Overall, the clinical studies of Rotarix involved over 75,000 babies and took place in various countries worldwide. The main study compared Rotarix with placebo (a dummy vaccine) in over 63,000 babies who were born at full term (after a pregnancy of at least 36 weeks). The study was very large because it was designed to see if the vaccine caused a very rare, serious side effect called intussusception, a condition in which part of the bowel becomes enfolded within another part of the bowel, leading to a blockage. The benefit of the vaccine was measured by looking at how many babies developed severe rotavirus gastroenteritis in the months after they had been vaccinated and before they had reached one year of age.

A further study looked at the safety of Rotarix and its ability to stimulate the production of antibodies in 1,009 babies born up to 13 weeks prematurely. These results were compared with the findings of a study in babies born at full term who were vaccinated with Rotarix.

Four additional studies were carried out in over 3,000 infants, to confirm that the two forms of the vaccine were as safe and as effective as each other in stimulating the production of antibodies against rotavirus.

What benefits has it shown during the studies?

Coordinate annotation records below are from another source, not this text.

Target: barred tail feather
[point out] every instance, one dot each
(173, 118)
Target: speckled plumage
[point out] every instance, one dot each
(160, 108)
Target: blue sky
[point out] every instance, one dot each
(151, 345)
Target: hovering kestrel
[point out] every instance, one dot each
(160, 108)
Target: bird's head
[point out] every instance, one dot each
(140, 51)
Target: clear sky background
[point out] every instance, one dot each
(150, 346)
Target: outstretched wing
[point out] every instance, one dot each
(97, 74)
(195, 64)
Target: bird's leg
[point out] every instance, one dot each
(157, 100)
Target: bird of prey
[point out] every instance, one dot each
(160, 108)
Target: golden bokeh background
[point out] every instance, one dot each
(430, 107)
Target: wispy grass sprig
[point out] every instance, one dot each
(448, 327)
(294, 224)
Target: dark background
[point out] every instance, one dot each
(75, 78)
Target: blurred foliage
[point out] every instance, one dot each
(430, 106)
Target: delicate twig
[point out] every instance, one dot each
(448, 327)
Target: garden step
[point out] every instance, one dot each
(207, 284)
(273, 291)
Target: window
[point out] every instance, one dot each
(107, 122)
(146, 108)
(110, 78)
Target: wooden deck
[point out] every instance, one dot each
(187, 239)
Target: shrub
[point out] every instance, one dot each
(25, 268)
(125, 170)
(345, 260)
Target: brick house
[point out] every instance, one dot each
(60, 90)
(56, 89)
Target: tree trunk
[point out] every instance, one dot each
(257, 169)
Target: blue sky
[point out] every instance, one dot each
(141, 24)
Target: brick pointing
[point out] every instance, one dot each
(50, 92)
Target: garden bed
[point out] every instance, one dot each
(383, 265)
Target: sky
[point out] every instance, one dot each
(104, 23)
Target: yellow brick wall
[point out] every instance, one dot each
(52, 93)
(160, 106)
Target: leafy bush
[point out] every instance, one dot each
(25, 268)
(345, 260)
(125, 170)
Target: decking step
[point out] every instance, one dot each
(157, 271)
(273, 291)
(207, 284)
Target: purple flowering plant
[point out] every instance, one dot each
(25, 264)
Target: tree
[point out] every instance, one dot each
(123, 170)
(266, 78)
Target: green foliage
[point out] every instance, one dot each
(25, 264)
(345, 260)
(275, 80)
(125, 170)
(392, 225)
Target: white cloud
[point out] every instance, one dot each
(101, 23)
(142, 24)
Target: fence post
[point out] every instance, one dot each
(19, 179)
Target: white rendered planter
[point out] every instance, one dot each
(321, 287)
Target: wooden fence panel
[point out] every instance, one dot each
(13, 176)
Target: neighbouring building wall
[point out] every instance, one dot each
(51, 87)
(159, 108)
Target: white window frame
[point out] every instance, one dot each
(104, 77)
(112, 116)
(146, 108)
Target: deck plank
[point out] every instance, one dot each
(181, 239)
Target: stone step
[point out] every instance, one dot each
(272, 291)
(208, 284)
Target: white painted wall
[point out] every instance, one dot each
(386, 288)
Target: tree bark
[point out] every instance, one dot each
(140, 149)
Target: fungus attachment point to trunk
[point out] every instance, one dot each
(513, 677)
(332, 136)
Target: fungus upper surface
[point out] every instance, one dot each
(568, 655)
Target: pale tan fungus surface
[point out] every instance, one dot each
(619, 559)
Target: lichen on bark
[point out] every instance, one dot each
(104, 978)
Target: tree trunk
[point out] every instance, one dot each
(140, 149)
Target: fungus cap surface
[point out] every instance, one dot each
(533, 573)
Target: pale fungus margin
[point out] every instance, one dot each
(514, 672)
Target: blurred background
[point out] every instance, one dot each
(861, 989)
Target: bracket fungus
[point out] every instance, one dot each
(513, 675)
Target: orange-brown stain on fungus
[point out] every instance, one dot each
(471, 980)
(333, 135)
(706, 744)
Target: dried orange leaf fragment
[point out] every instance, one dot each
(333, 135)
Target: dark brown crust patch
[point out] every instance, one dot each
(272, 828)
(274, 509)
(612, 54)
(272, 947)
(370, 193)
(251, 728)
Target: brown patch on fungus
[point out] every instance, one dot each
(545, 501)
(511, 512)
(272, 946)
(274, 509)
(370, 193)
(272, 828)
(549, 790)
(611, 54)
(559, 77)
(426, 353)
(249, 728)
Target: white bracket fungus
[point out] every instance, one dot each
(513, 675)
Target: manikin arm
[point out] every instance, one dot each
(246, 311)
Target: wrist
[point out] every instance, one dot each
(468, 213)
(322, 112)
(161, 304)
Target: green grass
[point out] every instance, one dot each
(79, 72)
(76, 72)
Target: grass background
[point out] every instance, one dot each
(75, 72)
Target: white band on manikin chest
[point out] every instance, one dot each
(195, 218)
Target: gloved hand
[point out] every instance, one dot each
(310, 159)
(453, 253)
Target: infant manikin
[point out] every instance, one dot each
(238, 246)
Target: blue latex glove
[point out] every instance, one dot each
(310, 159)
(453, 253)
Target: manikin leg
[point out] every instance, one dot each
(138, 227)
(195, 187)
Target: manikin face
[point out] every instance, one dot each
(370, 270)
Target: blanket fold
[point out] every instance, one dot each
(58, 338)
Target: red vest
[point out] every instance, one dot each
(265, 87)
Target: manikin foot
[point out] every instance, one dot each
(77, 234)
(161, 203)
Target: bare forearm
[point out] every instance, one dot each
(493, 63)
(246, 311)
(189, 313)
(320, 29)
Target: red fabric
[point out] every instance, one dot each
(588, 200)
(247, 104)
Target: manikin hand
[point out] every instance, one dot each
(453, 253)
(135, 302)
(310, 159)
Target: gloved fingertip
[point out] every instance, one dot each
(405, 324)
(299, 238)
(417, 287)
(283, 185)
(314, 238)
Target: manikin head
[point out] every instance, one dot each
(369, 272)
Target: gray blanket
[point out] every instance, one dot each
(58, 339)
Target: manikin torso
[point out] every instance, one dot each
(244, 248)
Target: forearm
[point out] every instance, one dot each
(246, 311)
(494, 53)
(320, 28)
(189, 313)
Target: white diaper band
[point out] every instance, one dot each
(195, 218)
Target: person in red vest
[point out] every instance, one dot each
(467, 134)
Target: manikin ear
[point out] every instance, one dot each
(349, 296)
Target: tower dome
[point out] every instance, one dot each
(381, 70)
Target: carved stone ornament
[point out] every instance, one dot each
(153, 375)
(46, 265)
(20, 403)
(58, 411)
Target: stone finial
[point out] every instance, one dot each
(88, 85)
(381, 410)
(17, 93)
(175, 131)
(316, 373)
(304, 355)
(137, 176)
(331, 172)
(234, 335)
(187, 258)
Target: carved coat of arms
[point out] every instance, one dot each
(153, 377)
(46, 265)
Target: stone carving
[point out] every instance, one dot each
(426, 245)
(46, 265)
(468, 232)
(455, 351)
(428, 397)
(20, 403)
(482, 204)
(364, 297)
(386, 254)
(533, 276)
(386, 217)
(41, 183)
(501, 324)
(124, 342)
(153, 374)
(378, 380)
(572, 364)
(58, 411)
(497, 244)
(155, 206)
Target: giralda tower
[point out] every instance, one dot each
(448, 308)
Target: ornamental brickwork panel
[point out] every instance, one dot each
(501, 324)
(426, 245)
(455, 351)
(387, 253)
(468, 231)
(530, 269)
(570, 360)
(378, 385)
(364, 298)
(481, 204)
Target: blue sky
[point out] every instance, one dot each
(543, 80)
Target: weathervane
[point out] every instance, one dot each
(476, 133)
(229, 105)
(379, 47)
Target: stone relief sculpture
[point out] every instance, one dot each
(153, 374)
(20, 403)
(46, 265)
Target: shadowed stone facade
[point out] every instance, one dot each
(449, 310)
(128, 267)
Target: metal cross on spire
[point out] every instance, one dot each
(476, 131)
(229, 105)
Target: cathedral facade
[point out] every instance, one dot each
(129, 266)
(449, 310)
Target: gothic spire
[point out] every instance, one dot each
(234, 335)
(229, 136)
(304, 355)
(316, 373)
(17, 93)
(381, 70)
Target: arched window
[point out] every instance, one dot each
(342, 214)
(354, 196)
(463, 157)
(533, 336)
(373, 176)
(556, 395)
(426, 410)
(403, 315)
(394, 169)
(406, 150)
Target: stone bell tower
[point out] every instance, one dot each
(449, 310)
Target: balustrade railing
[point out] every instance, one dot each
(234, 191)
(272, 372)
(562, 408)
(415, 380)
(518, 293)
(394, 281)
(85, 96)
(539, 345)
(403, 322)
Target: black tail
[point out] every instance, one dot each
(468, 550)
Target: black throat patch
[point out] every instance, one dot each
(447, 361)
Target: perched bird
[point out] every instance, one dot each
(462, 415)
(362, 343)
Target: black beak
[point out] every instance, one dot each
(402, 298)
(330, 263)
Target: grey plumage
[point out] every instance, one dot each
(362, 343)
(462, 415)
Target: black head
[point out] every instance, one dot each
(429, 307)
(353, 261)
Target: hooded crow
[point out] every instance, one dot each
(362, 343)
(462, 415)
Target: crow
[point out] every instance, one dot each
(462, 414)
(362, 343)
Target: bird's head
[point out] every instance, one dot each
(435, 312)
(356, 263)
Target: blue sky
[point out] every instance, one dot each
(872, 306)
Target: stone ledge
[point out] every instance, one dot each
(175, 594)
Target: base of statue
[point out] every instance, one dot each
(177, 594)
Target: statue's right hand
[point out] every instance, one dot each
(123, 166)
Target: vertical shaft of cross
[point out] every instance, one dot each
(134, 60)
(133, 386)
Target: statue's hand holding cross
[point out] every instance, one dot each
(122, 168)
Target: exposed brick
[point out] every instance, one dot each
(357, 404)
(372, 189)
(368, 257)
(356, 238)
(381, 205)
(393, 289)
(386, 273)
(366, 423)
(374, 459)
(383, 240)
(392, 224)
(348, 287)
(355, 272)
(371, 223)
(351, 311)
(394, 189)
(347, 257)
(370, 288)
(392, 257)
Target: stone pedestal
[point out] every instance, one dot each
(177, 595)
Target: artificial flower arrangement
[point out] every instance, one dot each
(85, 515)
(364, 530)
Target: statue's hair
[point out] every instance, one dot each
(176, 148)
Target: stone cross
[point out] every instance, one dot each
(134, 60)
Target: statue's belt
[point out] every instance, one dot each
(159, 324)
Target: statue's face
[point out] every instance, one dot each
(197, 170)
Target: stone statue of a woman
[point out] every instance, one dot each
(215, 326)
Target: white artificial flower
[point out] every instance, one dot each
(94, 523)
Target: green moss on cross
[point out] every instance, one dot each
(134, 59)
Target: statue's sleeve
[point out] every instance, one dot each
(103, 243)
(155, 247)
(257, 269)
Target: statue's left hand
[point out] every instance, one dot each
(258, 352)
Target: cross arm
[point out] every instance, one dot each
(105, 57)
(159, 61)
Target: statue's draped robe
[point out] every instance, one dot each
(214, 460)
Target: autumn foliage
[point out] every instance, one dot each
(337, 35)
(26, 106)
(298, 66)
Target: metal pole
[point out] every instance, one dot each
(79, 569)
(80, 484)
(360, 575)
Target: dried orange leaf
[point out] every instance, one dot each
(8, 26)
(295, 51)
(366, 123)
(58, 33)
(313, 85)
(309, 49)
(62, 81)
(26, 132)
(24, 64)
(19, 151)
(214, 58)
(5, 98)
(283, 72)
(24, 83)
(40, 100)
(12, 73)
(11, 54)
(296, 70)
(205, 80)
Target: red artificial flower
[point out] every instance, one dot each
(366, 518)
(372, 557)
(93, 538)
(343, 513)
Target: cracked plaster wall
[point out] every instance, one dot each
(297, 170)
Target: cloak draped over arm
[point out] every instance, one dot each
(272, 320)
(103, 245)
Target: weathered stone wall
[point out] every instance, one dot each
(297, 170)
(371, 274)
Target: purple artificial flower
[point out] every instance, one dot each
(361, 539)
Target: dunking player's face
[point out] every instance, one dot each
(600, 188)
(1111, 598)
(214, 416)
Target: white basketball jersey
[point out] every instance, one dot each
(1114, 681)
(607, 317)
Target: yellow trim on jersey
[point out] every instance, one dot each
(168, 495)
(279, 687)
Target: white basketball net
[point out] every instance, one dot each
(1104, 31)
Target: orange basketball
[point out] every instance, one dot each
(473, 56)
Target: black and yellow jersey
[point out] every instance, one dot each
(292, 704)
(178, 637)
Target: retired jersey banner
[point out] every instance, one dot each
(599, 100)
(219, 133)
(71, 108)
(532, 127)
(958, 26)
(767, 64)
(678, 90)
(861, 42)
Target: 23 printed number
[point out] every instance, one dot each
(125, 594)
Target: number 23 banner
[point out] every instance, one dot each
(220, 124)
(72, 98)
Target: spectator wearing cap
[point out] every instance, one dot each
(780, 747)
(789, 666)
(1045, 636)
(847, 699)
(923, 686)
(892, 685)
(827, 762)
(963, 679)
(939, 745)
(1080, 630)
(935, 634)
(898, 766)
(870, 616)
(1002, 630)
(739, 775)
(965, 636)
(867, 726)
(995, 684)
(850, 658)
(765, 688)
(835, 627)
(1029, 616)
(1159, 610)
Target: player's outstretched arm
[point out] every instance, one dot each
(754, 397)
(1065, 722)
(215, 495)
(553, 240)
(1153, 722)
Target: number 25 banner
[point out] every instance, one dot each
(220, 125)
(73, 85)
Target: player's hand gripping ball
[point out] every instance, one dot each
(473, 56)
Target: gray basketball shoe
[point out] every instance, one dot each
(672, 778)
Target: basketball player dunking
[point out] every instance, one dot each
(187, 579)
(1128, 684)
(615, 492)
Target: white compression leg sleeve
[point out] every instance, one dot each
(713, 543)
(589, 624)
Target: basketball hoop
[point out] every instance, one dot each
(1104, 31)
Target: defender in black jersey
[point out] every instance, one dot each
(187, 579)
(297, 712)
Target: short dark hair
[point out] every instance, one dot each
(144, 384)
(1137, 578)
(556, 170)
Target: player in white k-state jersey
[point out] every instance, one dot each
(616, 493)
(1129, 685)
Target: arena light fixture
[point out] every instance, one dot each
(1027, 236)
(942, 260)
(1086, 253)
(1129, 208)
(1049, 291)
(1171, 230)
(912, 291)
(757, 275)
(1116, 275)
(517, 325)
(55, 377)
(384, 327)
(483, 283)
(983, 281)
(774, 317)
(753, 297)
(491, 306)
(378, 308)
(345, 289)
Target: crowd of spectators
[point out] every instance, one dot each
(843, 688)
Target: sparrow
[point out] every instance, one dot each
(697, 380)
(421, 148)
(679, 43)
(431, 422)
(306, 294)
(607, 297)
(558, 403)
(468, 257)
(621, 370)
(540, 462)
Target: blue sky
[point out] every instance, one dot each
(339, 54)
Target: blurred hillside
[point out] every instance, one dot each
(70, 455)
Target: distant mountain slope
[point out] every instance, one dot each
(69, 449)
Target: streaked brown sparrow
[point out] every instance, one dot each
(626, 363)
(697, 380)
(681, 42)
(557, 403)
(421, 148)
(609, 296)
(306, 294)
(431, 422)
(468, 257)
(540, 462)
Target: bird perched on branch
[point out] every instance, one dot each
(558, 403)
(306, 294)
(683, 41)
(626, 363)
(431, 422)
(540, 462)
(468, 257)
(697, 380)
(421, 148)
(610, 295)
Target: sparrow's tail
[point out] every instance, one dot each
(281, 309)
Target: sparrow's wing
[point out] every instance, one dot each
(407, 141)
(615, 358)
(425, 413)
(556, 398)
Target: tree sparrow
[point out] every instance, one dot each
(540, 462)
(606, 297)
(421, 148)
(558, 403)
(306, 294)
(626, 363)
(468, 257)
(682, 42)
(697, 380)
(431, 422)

Rotarix was more effective than placebo in preventing severe gastroenteritis due to rotavirus. In the main study, the number of cases of severe rotavirus gastroenteritis was lower following vaccination with Rotarix: 0.1% of the babies vaccinated with Rotarix in whom effectiveness was assessed developed severe rotavirus gastroenteritis (12 out of over 9,000) compared with 0.9% of the babies who received placebo (77 out of almost 9,000).

The study in premature babies showed that Rotarix was well tolerated and produced similar levels of antibodies as in infants born at full term.

What is the risk associated?

In the main study, in which over 31,500 babies received Rotarix and over 31,500 received placebo, nine babies developed intussusception following vaccination with Rotarix, compared with 16 who developed it after receiving placebo. This study did not show an increased risk of intussusception with Rotarix. The most common side effects with Rotarix (seen in between 1 and 10 patients in 100) are diarrhoea and irritability. For the full list of all side effects reported with Rotarix, see the package leaflet.

Rotarix should not be used in babies who may be hypersensitive (allergic) to any of the ingredients of the vaccine. It must not be given to babies who showed signs of allergy after receiving a dose of rotavirus vaccine in the past, who have had intussusception in the past, or who have problems with their bowel that could put them at risk of intussusception. Vaccination with Rotarix should be postponed in babies who have a sudden high fever, diarrhoea or vomiting. For the full list of restrictions, see the package leaflet.

Rotarix should never be injected under any circumstances.

Why has it been approved?

The CHMP decided that Rotarix?s benefits are greater than its risks and recommended that it be given marketing authorisation.